The report titled “How Fair is Britain” says the UK is increasingly at ease with diversity of all kinds, and intolerant of discrimination of any kind. But while it does point to a few areas where the circumstances of Afro-Caribbean people show signs of improving, for the most part the document’s reflection of the lives of Black Caribbean people in the UK makes dismal reading.

The report is issued by the UK’s Equality and Human Right Commission, chaired by Trevor Phillips, who is Black-British of Guyanese descent. It highlights a number of areas in which there are continuing shortcomings in British society based on race, social class, religion and other aspects but it concludes that things are in fact getting better.

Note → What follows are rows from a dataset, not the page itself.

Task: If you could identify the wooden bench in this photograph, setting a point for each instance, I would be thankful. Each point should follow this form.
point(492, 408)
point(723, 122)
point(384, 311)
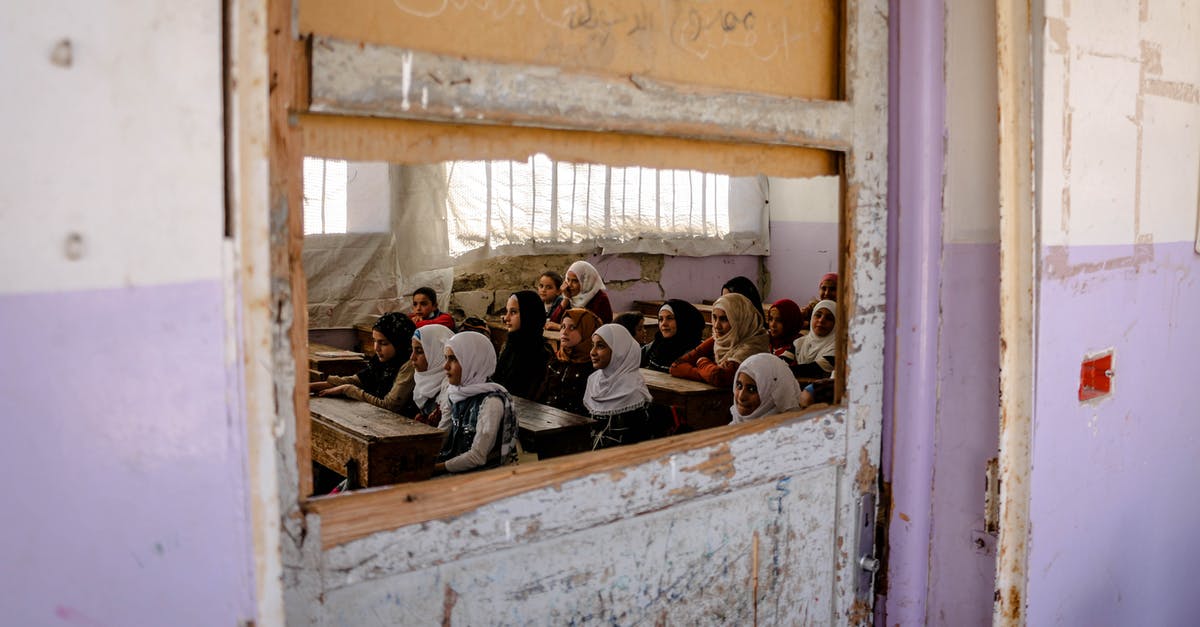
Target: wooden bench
point(371, 445)
point(333, 360)
point(550, 431)
point(702, 405)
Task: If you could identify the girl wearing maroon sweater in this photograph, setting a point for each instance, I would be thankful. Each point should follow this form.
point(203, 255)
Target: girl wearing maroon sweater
point(737, 334)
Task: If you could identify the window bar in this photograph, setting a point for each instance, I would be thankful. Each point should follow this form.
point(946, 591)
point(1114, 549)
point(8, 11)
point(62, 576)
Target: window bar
point(324, 180)
point(511, 205)
point(607, 198)
point(574, 178)
point(658, 198)
point(487, 224)
point(553, 201)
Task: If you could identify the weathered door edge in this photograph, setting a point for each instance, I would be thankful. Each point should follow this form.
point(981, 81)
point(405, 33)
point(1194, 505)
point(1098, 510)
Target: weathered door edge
point(864, 204)
point(1018, 302)
point(250, 323)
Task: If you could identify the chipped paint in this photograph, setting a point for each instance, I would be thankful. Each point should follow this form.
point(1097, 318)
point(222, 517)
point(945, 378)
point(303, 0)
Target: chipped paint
point(678, 526)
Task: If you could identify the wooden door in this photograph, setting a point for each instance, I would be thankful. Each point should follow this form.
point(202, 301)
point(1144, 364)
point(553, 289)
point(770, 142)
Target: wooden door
point(755, 523)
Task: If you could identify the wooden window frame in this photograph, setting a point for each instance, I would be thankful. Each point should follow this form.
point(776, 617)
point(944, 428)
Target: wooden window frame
point(792, 129)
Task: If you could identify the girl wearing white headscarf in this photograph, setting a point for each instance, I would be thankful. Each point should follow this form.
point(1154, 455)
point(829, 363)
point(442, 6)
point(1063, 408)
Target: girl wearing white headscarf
point(737, 334)
point(481, 424)
point(430, 358)
point(582, 288)
point(616, 395)
point(765, 386)
point(816, 352)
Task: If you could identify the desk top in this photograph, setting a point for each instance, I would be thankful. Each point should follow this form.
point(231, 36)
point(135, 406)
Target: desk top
point(324, 351)
point(366, 421)
point(655, 380)
point(535, 414)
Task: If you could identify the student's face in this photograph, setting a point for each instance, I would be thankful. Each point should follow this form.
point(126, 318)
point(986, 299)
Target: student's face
point(384, 350)
point(827, 290)
point(774, 323)
point(571, 335)
point(419, 362)
point(721, 324)
point(421, 305)
point(453, 368)
point(666, 323)
point(601, 353)
point(745, 394)
point(822, 322)
point(513, 314)
point(571, 285)
point(547, 290)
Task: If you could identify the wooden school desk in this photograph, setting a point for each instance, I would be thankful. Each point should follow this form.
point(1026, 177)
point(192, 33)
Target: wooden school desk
point(333, 360)
point(371, 445)
point(551, 431)
point(702, 405)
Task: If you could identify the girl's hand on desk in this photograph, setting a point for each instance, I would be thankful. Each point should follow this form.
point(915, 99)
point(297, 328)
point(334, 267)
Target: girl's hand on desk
point(335, 392)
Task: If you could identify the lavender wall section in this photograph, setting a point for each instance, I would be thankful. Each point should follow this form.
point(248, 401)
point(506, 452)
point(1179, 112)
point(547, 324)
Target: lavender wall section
point(693, 279)
point(124, 460)
point(961, 556)
point(915, 240)
point(801, 252)
point(1114, 483)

According to the rights watchdog, there is much that should make people hopeful. It says many of the old biases are, if not vanquished, on their way out. But, it notes there is also a great deal still to be done; and there are new challenges emerging.

The report states in bold print that Black Caribbean people stand out as having lower levels of functional literacy, even among those for whom English is a first language. (The great majority of Afro-Caribbean people in Britain are from – or have roots – in the English-speaking Caribbean).

Only one in 10 Black Caribbean – and Black African – men are employed in managerial jobs, half the rate for all men in the country. However, on the plus side, Black Caribbean women are more likely than any other group of women to work full-time.